3 Keys to Improving Patient Safety During a Pandemic
Since the pandemic began, roles have been moved around within healthcare systems to fill urgent needs. Clinicians have been overworked and fatigued, and all of this disruption has affected patient safety outcomes. Preventable central-line associated bloodstream infections, for example, have risen 51% compared to pre-pandemic rates.
But healthcare systems can take steps to improve patient safety, even during the ongoing COVID-19 pandemic. Progress toward positive change starts with accountability. “Everybody working in the healthcare system is responsible for healthcare safety,” says Michael Ramsay, MD, CEO of the Patient Safety Movement Foundation.
Here’s how you can implement better patient safety standards in your healthcare organization.
1. Foster a Culture of Patient Safety
The No. 1 factor in improving patient safety is embedding practices promoting safety into daily life and culture. Employees are often afraid to speak up when they see or do something wrong for fear of repercussions. Healthcare systems need to encourage employees to share concerns with peers and leadership.
“That culture has to change, and it is changing,” Ramsay says. “Everybody's got to feel empowered to be able to speak up and make a difference to make our hospital safe.” Some healthcare systems have begun implementing good catch awards to incentivize actions that can prevent injuries and infections from occurring.
But cultural change has to start at the top. Consider tying patient safety outcomes to leadership’s financial incentives to signal the priority level you place on patient safety.
2. Set Trends in Transparency
There isn’t enough centralized accountability for patient safety outcomes. Agencies such as the Centers for Medicare and Medicaid Services (CMS) monitor data on patient safety indicators, as do some professional healthcare associations. But to move the needle on patient safety outcomes, there needs to be more accountability and transparency.

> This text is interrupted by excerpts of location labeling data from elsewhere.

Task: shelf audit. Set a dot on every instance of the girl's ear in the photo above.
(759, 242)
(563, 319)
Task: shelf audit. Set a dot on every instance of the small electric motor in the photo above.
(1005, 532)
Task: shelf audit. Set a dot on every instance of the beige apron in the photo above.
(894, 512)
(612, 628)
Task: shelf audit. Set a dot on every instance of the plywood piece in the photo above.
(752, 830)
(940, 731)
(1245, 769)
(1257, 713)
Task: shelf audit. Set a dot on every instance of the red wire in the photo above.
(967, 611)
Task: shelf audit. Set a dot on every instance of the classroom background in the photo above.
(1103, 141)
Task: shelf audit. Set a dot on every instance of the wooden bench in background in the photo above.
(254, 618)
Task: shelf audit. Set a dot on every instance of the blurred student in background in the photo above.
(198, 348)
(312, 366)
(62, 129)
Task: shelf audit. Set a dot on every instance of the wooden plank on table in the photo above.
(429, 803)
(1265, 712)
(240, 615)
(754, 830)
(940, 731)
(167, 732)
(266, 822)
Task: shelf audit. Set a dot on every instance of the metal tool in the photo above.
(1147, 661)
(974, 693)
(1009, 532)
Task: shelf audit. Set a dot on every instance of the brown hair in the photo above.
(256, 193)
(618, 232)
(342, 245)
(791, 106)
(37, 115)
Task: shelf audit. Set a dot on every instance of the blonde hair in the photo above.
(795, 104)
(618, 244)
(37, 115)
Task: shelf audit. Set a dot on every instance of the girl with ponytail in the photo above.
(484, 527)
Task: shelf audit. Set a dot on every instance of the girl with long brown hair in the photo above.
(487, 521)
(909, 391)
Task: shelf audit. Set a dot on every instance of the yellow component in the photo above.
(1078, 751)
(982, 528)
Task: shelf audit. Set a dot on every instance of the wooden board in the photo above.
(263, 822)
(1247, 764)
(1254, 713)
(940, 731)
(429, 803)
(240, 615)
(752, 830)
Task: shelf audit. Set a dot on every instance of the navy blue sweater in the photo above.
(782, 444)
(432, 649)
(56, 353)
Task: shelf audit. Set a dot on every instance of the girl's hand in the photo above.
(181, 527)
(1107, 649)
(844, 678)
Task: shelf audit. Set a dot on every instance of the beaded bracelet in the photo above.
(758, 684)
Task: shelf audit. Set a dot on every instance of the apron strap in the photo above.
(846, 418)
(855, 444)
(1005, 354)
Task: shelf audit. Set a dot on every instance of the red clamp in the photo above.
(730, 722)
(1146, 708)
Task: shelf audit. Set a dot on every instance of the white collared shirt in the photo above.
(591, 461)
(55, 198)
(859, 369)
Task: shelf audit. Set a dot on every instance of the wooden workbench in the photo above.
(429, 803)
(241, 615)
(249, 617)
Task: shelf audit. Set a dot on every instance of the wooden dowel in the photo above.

Healthcare systems can begin advocating for change by reporting their own data. It’s important to be transparent with patients and not try to hide concerns with safety. Only by being transparent can we begin to resolve underlying problems. “If you did everything that is the best practice and yet still somebody got hurt,” Ramsay says, “then we need to be looking at, ‘How can we make the process better?’”
Analyze data internally to determine where to focus to be able to make the most significant improvements. “Segmenting data has been a big opportunity,” says Helen Macfie, Chief Transformation Officer at MemorialCare Health System.
Black maternal mortality rates have been a pervasive patient safety problem across the U.S. Macfie and her team used segmented data as a starting point for improving labor and delivery outcomes for Black mothers in their care.
3. Improve People Policies and Processes
People policies can have a huge impact on patient safety. Understaffing and burnout have been significant concerns during the pandemic. “In March of 2020, we created a set of principles under which we would operate,” Macfie says. “The first one is keeping our staff and physicians safe so that we can take care of our patients.”
That framing principle has helped prioritize healthy staffing and other actions that support better patient safety.
Implement background screening software to catch red flags in potential employees, and dedicate additional resources to training contractors, travelers and per diem staff on your policies and procedures, Macfie says.
Improving patient safety outcomes won’t happen overnight. Reaching the goal requires commitment to monitoring and supporting progress. “We continue to have our quality committee and quality review processes in place,” Macfie says, “to take a look at our data and make sure that we’re sustaining all of those gains.”